Law on the Modernization of Merger Tariffs

Finally, we have the Law on the Modernization of Merger Tariffs which was co-sponsored by Reps Joe Neguse and Victoria Spartz, which is intended to offer more resources to the DoJ and the FTC so they can, well, enforce antitrust laws. The proposed law will set aside a hefty $ 670 million for the duo’s antitrust divisions, and would substantially increase the fees that large companies like Facebook and Google have to pay for large transactions, such as mergers.

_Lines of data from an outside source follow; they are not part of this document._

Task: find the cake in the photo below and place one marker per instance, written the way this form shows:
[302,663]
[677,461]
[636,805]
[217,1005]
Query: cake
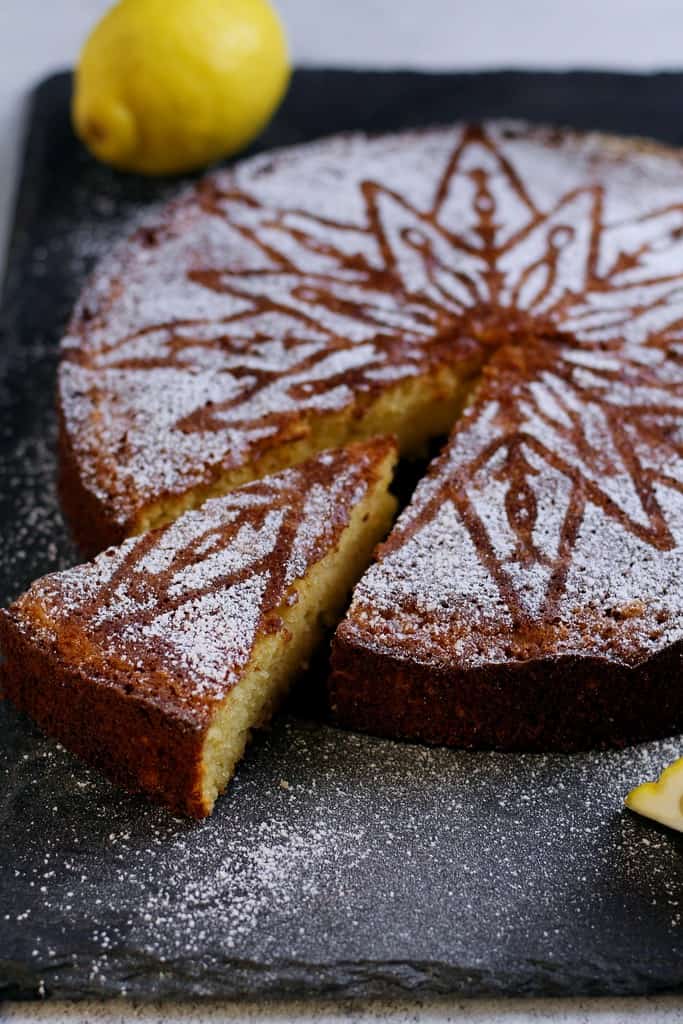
[155,660]
[523,283]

To put things in context a bit: Currently, if a transaction between two megacities involves about $ 920 million or more hand changes, they need to pay $ 280,000 collectively to the FTC to do so. Under the bill, that FTC fee will be added everywhere in between $ 400,000 for transactions between $ 1 billion and $ 2 billion, to $ 800,000 for transactions between $ 2 billion and $ 5 billion, and $ 2.25 million for transactions $ 5 billion or more.


Although the fact that these six projects have passed is a small victory in the ongoing struggle of Congress against the technology giants, the battle will not be over since … a little; there is also (a lot) lobbying to refuse against and much more political struggle to sit. Needless to say, if these projects ended up all in the law books, they could look very, very different by the time they arrive.